Regex breaks when string contains binary data

aishafenton · September 8, 2010, 10:41am

Hi,
I can’t see why the following Regex isn’t working as expected. Maybe a
bug in ruby?

puts “345HI”.match(/HI|BYE/).inspect

HI
puts “\345HI”.match(/HI|BYE/).inspect
nil

What I expected was the second regex to find “HI” in the string too. Why
I need this, is that I’m printing data to stdout that will contain some
binary characters, and I’m using a regex to escape the newline
characters that it maybe contains.

I’m using Ruby 1.8.7

Thanks,
Aish

aishafenton · September 8, 2010, 12:36pm

Aisha F. wrote:

I can’t see why the following Regex isn’t working as expected. Maybe a
bug in ruby?

puts “345HI”.match(/HI|BYE/).inspect

HI
puts “\345HI”.match(/HI|BYE/).inspect
nil

Are you typing this in irb? Are you using any dodgy irb plugins like
wirble or anything else in .irbrc?

You should get a MatchData object as the response. For me it works
exactly as expected: this is under Ubuntu Lucid with the stock 1.8.7
packages.

$ irb --simple-prompt

RUBY_VERSION
=> “1.8.7”

RUBY_DESCRIPTION
=> “ruby 1.8.7 (2010-01-10 patchlevel 249) [x86_64-linux]”

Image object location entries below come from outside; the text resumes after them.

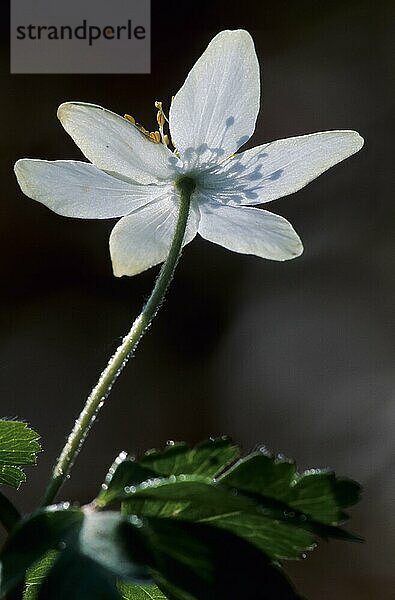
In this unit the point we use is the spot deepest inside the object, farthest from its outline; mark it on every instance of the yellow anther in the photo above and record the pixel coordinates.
(160, 117)
(155, 136)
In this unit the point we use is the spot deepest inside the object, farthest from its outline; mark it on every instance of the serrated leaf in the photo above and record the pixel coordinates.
(194, 499)
(140, 592)
(318, 494)
(18, 447)
(207, 459)
(36, 574)
(200, 562)
(193, 560)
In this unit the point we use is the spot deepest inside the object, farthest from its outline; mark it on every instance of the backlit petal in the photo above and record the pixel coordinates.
(113, 144)
(279, 168)
(143, 239)
(214, 112)
(249, 231)
(80, 190)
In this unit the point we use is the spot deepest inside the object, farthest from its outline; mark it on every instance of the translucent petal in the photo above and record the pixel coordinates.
(214, 112)
(143, 239)
(249, 231)
(113, 144)
(80, 190)
(278, 168)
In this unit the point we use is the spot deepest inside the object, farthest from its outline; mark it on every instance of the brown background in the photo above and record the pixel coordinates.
(298, 356)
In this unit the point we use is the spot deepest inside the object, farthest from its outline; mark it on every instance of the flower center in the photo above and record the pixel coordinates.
(185, 184)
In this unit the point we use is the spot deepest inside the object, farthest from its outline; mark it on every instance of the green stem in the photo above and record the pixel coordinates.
(129, 343)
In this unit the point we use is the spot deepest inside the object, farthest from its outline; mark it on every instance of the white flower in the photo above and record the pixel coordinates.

puts “345HI”.match(/HI|BYE/).inspect
#<MatchData “HI”>
=> nil

puts “\345HI”.match(/HI|BYE/).inspect
#<MatchData “HI”>
=> nil

puts “\345KI”.match(/HI|BYE/).inspect
nil
=> nil

I’m using Ruby 1.8.7

What exact version of ruby 1.8.7? (Show ruby -v). And where did you get
it from? Did you compile it yourself from source, or did you install a
ready-made binary package - if so, which one?

What operating system are you running under?

What results do you get if you try the following in irb?

“\345HI”.match(/HI|BYE/)
=> #<MatchData “HI”>

“\345HI” =~ /HI|BYE/
=> 1

“\345HI”.bytes.to_a
=> [229, 72, 73]

aishafenton · September 8, 2010, 12:54pm

Hi Brian,
Output those IRB statements for me is:

RUBY_VERSION
=> “1.8.7”

RUBY_DESCRIPTION
=> “ruby 1.8.7 (2009-06-12 patchlevel 174) [universal-darwin10.0]”

puts “345HI”.match(/HI|BYE/).inspect
#<MatchData “HI”>
=> nil

puts “\345HI”.match(/HI|BYE/).inspect
nil
=> nil

puts “\345KI”.match(/HI|BYE/).inspect
nil
=> nil

“\345HI” =~ /HI|BYE/
=> nil

“\345HI”.bytes.to_a
=> [229, 72, 73]

And I’m not running any dodgy irb plugins, such as wirble.

aishafenton · September 8, 2010, 1:15pm

Aisha F. wrote:

Hi Brian,
Output those IRB statements for me is:
…

RUBY_DESCRIPTION
=> “ruby 1.8.7 (2009-06-12 patchlevel 174) [universal-darwin10.0]”
…

“\345HI” =~ /HI|BYE/
=> nil

“\345HI”.bytes.to_a
=> [229, 72, 73]

Hmm. What does $KCODE show? I can reproduce your problem if I turn it
on.

$ irb --simple-prompt

“\345HI” =~ /HI|BYE/
=> 1

$KCODE
=> “NONE”

$ irb -Ku --simple-prompt

“\345HI” =~ /HI|BYE/
=> nil

“345HI” =~ /HI|BYE/
=> 3

$KCODE
=> “UTF8”

Do you have something in RUBYOPT environment variable? (echo $RUBYOPT)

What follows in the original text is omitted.